Do you have the time - Your bitch will need to be closely monitored during the days leading up to labour and you will need to be present for the whelping, which could take up the best part of a day. Also, the newborn pups will need to be cared for until they have been successfully rehomed.
Your bitch will need special meals, short and frequent walks and lots of TLC. Later on, when the pups are a bit older you will need to feed, walk and take care of them all. Not forgetting, of course, the all-important trips to the vet for innoculations and worming. Remember there could be 10-12 puppies and they are going to be with you for at least seven weeks.
Do you have the room/facilities - Puppies are a messy business. You will need a whelping box and run large enough to comfortably home your bitch and up to 12 puppies (depending on the breed). Bedding will need to be changed and washed several times a day. Hard floors that can be mopped easily are essential as the puppies will not be house trained. Having a safe and secure garden or outside area is essential to let the puppies run and play.
Do you have the knowledge - Research is essential. Make sure you know all there is to know, such as immediate care of the newborns, whelping complications and health problems that can occur. Lack of knowledge could endanger not only the puppies, but your bitch too.
Your puppy's new owners will look to you for information regarding the breed and upbringing recommendations for their new family member.
Have you checked your legal responsibilities - According to the Breeding and Sale of Dogs (Welfare) Act 1999, if you are going to embark on a career in dog breeding you will need to obtain a licence from your local government office. This involves having an inspection carried out of your premises to determine suitability. This is only required for breeders who are going to breed as a business, not a hobby. Generally this means that breeders whose dogs produce five litters or more a year will require to be licensed.
Also, if you are breeding working dogs you will need to find a qualified vet that will dock the tails of the puppies and remove their dew claws. See Dog Health for more information.
The Kennel Club - The Kennel Club will not accept an application to register puppies from a bitch that was under one year at the time of conception, over eight years at the time of whelping, has had more than four litters or has had two litters within a twelve month period.

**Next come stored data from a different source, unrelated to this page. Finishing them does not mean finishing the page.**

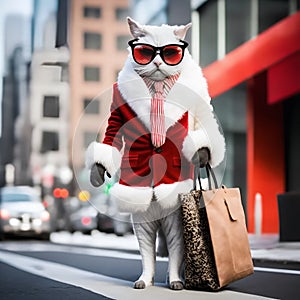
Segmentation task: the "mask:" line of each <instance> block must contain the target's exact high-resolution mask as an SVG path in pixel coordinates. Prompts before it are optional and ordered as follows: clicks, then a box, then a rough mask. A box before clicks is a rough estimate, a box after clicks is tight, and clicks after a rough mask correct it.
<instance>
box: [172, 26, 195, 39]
mask: <svg viewBox="0 0 300 300" xmlns="http://www.w3.org/2000/svg"><path fill="white" fill-rule="evenodd" d="M191 26H192V23H189V24H186V25H181V26H178V28H176V29H175V30H174V34H175V35H176V36H177V37H178V38H179V39H180V40H184V38H185V35H186V33H187V31H188V30H189V29H190V28H191Z"/></svg>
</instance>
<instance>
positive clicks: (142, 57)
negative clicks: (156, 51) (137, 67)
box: [133, 45, 154, 65]
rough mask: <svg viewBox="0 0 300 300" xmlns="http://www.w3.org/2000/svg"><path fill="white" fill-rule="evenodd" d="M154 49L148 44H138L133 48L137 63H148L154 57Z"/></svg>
mask: <svg viewBox="0 0 300 300" xmlns="http://www.w3.org/2000/svg"><path fill="white" fill-rule="evenodd" d="M153 54H154V50H153V49H152V48H151V47H150V46H147V45H137V46H135V47H134V49H133V56H134V59H135V60H136V62H137V63H139V64H141V65H146V64H148V63H149V62H150V61H151V60H152V58H153Z"/></svg>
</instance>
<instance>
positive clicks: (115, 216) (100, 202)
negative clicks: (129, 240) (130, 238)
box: [90, 193, 132, 236]
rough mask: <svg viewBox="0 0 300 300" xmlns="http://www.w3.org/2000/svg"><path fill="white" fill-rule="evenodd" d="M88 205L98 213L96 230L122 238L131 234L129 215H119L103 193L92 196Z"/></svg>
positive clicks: (113, 204)
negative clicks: (95, 210)
mask: <svg viewBox="0 0 300 300" xmlns="http://www.w3.org/2000/svg"><path fill="white" fill-rule="evenodd" d="M90 203H91V204H92V205H93V207H95V209H96V210H97V211H98V230H99V231H101V232H106V233H115V234H116V235H117V236H123V235H124V234H126V233H132V225H131V221H130V220H131V218H130V214H127V213H119V212H118V210H117V207H116V204H115V202H114V201H112V200H111V198H110V196H109V195H108V194H105V193H99V194H95V195H93V196H92V198H91V199H90Z"/></svg>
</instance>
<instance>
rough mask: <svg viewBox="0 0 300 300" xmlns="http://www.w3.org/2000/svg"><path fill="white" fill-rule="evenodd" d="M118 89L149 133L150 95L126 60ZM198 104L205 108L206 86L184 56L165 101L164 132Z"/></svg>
mask: <svg viewBox="0 0 300 300" xmlns="http://www.w3.org/2000/svg"><path fill="white" fill-rule="evenodd" d="M118 88H119V90H120V93H121V95H122V96H123V98H124V100H125V101H126V102H127V103H128V104H129V106H130V107H131V108H132V109H133V110H134V111H135V112H136V114H137V116H138V118H139V119H141V120H142V122H143V123H144V124H145V126H146V127H147V128H148V129H149V130H150V128H151V127H150V108H151V94H150V91H149V89H148V88H147V86H146V84H145V82H144V80H143V79H142V78H141V77H140V76H139V75H138V74H137V73H136V72H135V70H134V69H133V66H132V64H131V62H130V59H129V58H128V59H127V61H126V63H125V66H124V68H123V69H122V70H121V72H120V73H119V77H118ZM201 100H202V101H201ZM201 103H203V105H205V106H207V104H209V103H210V97H209V94H208V90H207V83H206V80H205V78H204V77H203V74H202V70H201V69H200V67H199V66H198V65H196V63H195V62H194V61H193V60H192V58H191V56H190V54H189V53H188V52H187V53H186V56H185V66H184V68H183V69H182V71H181V74H180V76H179V78H178V80H177V81H176V83H175V84H174V86H173V87H172V88H171V90H170V92H169V94H168V95H167V97H166V100H165V107H164V111H165V123H166V130H167V129H168V128H169V127H171V126H173V125H174V124H175V122H176V121H178V120H179V119H180V118H181V117H182V116H183V114H184V113H185V112H186V111H191V112H194V111H196V110H198V109H199V105H200V106H201Z"/></svg>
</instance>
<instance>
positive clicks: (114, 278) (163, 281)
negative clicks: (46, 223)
mask: <svg viewBox="0 0 300 300" xmlns="http://www.w3.org/2000/svg"><path fill="white" fill-rule="evenodd" d="M1 249H2V250H1ZM282 267H284V266H279V265H276V266H271V265H270V266H268V265H266V264H262V263H261V264H260V266H259V267H256V268H255V273H254V274H253V275H251V276H249V277H247V278H244V279H242V280H239V281H237V282H235V283H232V284H230V285H229V286H227V287H226V288H225V289H224V290H223V291H220V292H217V293H208V292H201V291H180V292H176V291H171V290H169V289H168V288H167V287H166V286H165V284H164V282H165V274H166V270H167V261H166V260H165V259H159V260H158V261H157V270H156V276H155V285H156V286H155V287H151V288H148V289H147V291H146V290H145V291H136V290H134V289H132V283H133V282H134V281H135V280H136V279H137V277H138V276H139V274H140V272H141V261H140V257H139V255H138V254H135V253H133V251H132V252H130V251H129V252H128V251H127V252H123V251H120V250H119V251H111V250H100V249H91V248H86V247H77V246H62V245H55V244H53V243H47V242H35V241H28V240H19V241H8V242H1V243H0V278H1V279H0V291H1V297H0V298H1V299H50V298H51V299H53V298H54V299H55V298H56V299H130V300H132V299H143V300H144V299H172V300H174V299H222V300H223V299H230V300H231V299H260V298H263V297H267V298H272V299H292V300H294V299H299V296H300V271H299V270H300V267H299V266H298V265H295V266H293V268H292V269H293V270H290V269H283V268H282ZM285 267H286V266H285Z"/></svg>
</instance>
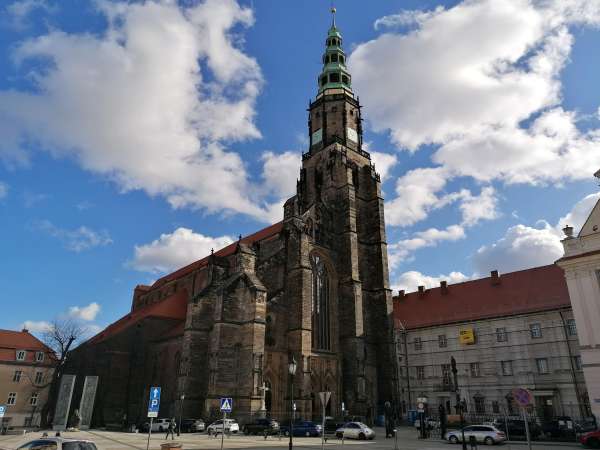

There are no restrictions as to the age of, or the amount of litters sired by, the dog.
A litter of puppies is eligible for registration if they are the result of a mating between a KC registered dog and a KC registered bitch of the same breed.
Also, check the pedigree of the dog and the bitch to make sure there are no breeding endorsements. An endorsement is a restriction that has been placed on the registration by the breeder to protect the dog and the breed. An endorsement can usually only be removed by the breeder who placed it.
What the health tests do you need - you'll need to look into your particular breed and ascertain what health tests need to be done before you consider breeding your dog.